Break clauses are a common feature of commercial leases. They allow a tenant (and sometimes a landlord, or both) to break the lease before the end of the contractual term. The lease will specify a break date, how much notice must be given and the conditions to validly exercise the break.
There are many reasons why either party might wish to exercise a break clause. For example, from a landlord’s perspective, they may want the option to end the lease early if their plan is to develop the property and they are waiting on the outcome of a planning application. From a tenant’s point of view, break clauses can act as a kind of insurance should they find themselves in financial difficulty and be unable to pay the rent mid-way through the term. Alternatively, if their business is doing well they may want the option to relocate to better premises or a nicer location.
Exercising the break
It is essential that the requirements in a break clause are followed to the letter. Whilst this article looks at the content and service of the notice, this also applies to the break conditions. Careful consideration should be made of the lease to ensure that any conditions precedent to the exercise of the break are complied with. For example, some break clauses require that the tenant must be up to date with payment of the rent and for there to be no subsisting breaches of any tenant covenants.
Content of the notice
As break clauses are contractual clauses, the terms of the lease must be examined to ascertain the required form and content of a break notice. In cases where the lease is silent on one aspect or other, general principles may be drawn from case law.
A minor error in a break notice is not necessarily fatal. It depends on whether the error affects the understanding of the ‘reasonable recipient’ of that notice.
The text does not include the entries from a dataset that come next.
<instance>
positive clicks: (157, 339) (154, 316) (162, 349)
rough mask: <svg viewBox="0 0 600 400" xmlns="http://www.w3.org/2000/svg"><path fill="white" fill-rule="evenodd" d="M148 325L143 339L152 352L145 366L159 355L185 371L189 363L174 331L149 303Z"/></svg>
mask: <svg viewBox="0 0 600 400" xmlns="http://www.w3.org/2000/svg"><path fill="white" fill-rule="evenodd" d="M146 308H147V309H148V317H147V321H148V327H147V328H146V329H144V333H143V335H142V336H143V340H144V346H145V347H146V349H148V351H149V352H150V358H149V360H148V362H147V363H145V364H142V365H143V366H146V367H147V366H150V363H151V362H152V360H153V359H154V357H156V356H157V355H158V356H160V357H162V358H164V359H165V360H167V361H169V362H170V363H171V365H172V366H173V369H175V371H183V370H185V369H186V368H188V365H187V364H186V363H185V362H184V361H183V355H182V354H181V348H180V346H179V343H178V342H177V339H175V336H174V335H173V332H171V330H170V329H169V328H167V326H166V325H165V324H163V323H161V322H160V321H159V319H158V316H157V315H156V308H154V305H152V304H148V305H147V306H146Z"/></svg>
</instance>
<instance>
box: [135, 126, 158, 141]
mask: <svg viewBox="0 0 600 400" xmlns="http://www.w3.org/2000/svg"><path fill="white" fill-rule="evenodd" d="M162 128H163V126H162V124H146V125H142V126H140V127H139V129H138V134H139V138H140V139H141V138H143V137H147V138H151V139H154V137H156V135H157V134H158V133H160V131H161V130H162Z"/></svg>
The question to be asked is:
“Is the notice clear to a reasonable tenant/landlord reading it and who has knowledge of the background facts?”
A recent example from case law illustrates this. Although the break date was incorrectly stated in the notice by one day, it was held that the notice was still valid.
However, this principle cannot be relied upon to override a contractual or statutory provision. If the clause states that the break notice must be on red paper, and it is served on blue paper, it will be invalid. Furthermore, if a relevant statute or the break clause itself explicitly states that a non-compliant notice will be invalid or ineffective, that will be the end of the matter.
Service of the notice
The requirements in relation to service of the notice must also be complied with. These will probably be stated within the lease, either within the break clause itself or in a general ‘notices’ clause.
In addition to specifying the form of service required, there may also be a requirement for the recipient party to acknowledge receipt for the notice to be valid. It has been held that if an acknowledgement is required, it must come before the break date has passed, regardless of when the notice was served. There could also be a requirement to serve a copy of the notice on a third party, such as a property manager.
If the lease is silent as to method of service, and no relevant statute applies, then the parties must rely on common law rules of service, i.e. the notice is served once it has been received by the recipient or their agent and there is sufficient causal link with the actions of the serving party. Electronic service has been held to be acceptable at common law.
The lease may also incorporate a statutory service regime, such as section 196 Law of Property Act 1925, which includes provisions for deemed service and thus reduces the likelihood of non-delivery issues arising.
It goes without saying but a break option can only be exercised by the parties who own the relevant legal estates. Therefore, the party serving the notice must correctly identify the party on whom they need to serve notice. If the titles are registered, the relevant parties’ identities can be ascertained by obtaining official copy entries from the Land Registry. These will not necessarily be the original parties as the lease may have been assigned.
An issue that causes concern is the ‘registration gap’, which refers to the period after one party’s interest in the lease has been assigned to another party but before the assignment has been registered at the Land Registry. This can create confusion as to which party the notice should be addressed to and served on. Where there is any ambiguity about who holds the legal interest, notices should be served on/on behalf of both the assignor and the assignee and the two notices should be expressed to be without prejudice of each other.
An agent can serve a break notice on behalf of their client, but the agent’s authority must be made expressly clear in the notice itself. Of course, the agent must have authority to serve the notice at the time the notice is served. Conversely, a notice can be validly served on an agent acting on behalf of the recipient, provided the agent is authorised to accept service on their behalf. It is advisable to avoid serving break notices on an agent unless there is express provision for this in the lease.
- Serve notice by more than one method to help to ensure the break notice reaches the recipient.
- Serve the notice by special or recorded delivery, where possible, so you have evidence that it was received by the recipient.
- If serving notice on a party occupying a multi-let building, serve the notice at the party’s specific premises – don’t just leave it the front desk/reception.
- If personal service is required, use a process server and ensure that you instruct them to ask the recipient to confirm their identity and counter-sign a copy of the notice.
- If there has been a recent assignment of the lease, serve notice on both the assignor and the assignee.